L'église fut construite en 1352 par un riche marchand de Gouda. Elle fut rachetée en 1630 par Suitbertus Purmerent et aménagée pour accueillir les fidèles lors des offices religieux célébrés par son frère, le curé Petrus Purmerent. À cette époque, les catholiques n'étaient en effet pas autorisés par les autorités à posséder des églises. C'est pourquoi on parle aussi d'« églises de maison » ou d'« églises clandestines ». Le bâtiment situé au 107 Hoge Gouwe est encore aujourd’hui la seule église clandestine catholique de Gouda de cette époque à être restée en service pour le culte. La raison en est que les catholiques qui y célèbrent le culte ont pris, lors du schisme de 1723, le parti de l’Église catholique romaine « de l’ancienne clergé épiscopal ». Il s’agit de la partie de l’Église catholique romaine qui, malgré le pape et la Congrégation pour la doctrine de la foi, a maintenu les anciens droits de l’Église locale (le peuple avec son évêque) et l’autorité légitime de son propre évêque, qui n’est pas subordonnée à l’autorité de l’évêque de Rome.
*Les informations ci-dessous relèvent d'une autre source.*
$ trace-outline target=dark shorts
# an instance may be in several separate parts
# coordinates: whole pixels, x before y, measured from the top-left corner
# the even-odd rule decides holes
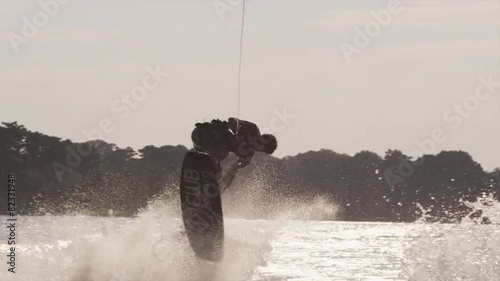
[[[195,127],[191,133],[191,140],[195,148],[202,150],[210,150],[225,144],[222,136],[211,130],[209,125]]]
[[[229,154],[227,140],[211,130],[209,126],[197,126],[191,133],[191,140],[196,151],[205,152],[221,161]]]

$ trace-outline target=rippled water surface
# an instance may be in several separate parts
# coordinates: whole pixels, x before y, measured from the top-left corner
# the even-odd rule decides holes
[[[3,222],[6,217],[0,217]],[[198,260],[178,219],[21,217],[17,273],[0,280],[499,280],[497,225],[226,220],[219,263]],[[5,227],[4,227],[5,229]]]

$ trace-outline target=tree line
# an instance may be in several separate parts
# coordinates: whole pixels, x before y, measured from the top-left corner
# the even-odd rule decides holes
[[[188,150],[166,145],[135,151],[102,140],[75,143],[16,122],[2,123],[0,178],[7,186],[7,174],[16,173],[20,214],[134,216],[151,202],[178,203],[180,167]],[[322,198],[338,211],[312,209],[308,218],[412,222],[425,212],[427,220],[455,222],[473,211],[464,201],[500,199],[500,169],[487,172],[464,151],[415,159],[399,150],[383,156],[320,150],[284,158],[257,154],[234,185],[225,207],[249,218],[271,218],[280,204],[293,210]],[[6,198],[7,189],[3,193]],[[241,206],[248,202],[253,209],[244,212]],[[7,214],[6,199],[0,200],[0,214]]]

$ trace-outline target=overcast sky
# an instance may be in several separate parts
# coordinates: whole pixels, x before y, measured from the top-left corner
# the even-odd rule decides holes
[[[23,35],[23,17],[43,24],[46,12],[38,0],[2,0],[0,121],[86,141],[109,119],[103,138],[121,147],[190,146],[195,122],[237,114],[242,6],[215,2],[221,10],[213,0],[71,0]],[[441,130],[432,152],[500,167],[500,86],[478,86],[500,82],[499,1],[401,1],[356,47],[356,28],[376,28],[373,12],[388,3],[247,0],[240,117],[277,135],[277,156],[412,153]],[[347,45],[358,48],[350,62]],[[152,87],[148,67],[169,76]],[[144,79],[142,101],[121,100]],[[456,113],[464,101],[472,110]]]

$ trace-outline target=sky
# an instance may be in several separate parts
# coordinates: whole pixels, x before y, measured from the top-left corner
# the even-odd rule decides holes
[[[57,1],[0,3],[2,122],[139,149],[239,116],[279,157],[465,150],[500,167],[497,0],[247,0],[240,99],[242,1]]]

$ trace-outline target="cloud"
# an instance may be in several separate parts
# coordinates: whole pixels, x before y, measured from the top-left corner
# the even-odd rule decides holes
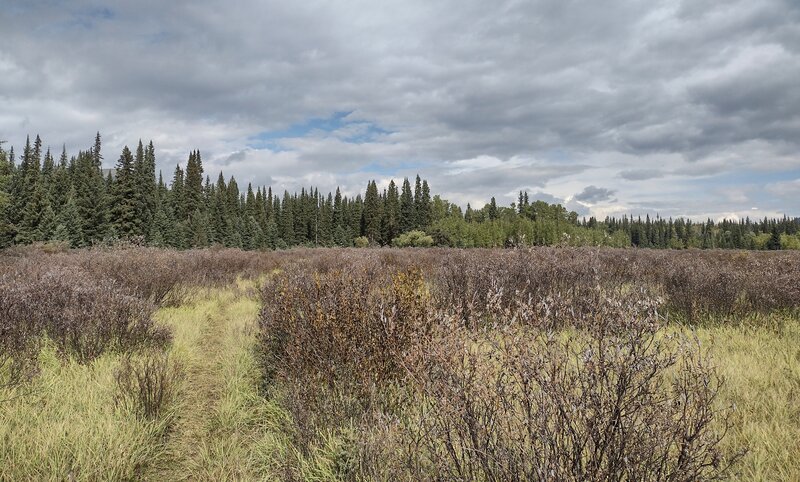
[[[573,199],[586,204],[597,204],[610,201],[616,191],[597,186],[586,186],[583,191],[574,196]]]
[[[767,185],[767,191],[781,197],[800,197],[800,178]]]
[[[419,172],[462,204],[603,185],[697,216],[739,209],[697,183],[800,169],[797,2],[235,3],[8,0],[0,139],[74,153],[99,130],[110,164],[152,138],[166,173],[199,148],[287,189]],[[783,193],[764,209],[800,212]]]
[[[628,169],[619,173],[619,177],[627,181],[645,181],[664,177],[666,173],[661,169]]]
C’est grâce à cette attitude affirmée et à la responsabilité propre des catholiques que l’Église vieille-catholique a vu le jour : avec la combinaison particulière de ministères et de sacrements valides selon la tradition catholique romaine, et d’une attitude solidaire envers la culture et la science. Conformément à la doctrine catholique et à la tradition de l’Église, elle a, en tant qu’Église, fait usage de son droit de mener une politique dans des domaines qui ne portent pas atteinte à l’essence du ministère ou des sacrements. Il découle de cette politique que les pasteurs peuvent se marier, que les femmes peuvent devenir diacres, prêtres ou évêques, et que les homosexuels, tout comme toute autre personne baptisée, sont invités à la communion.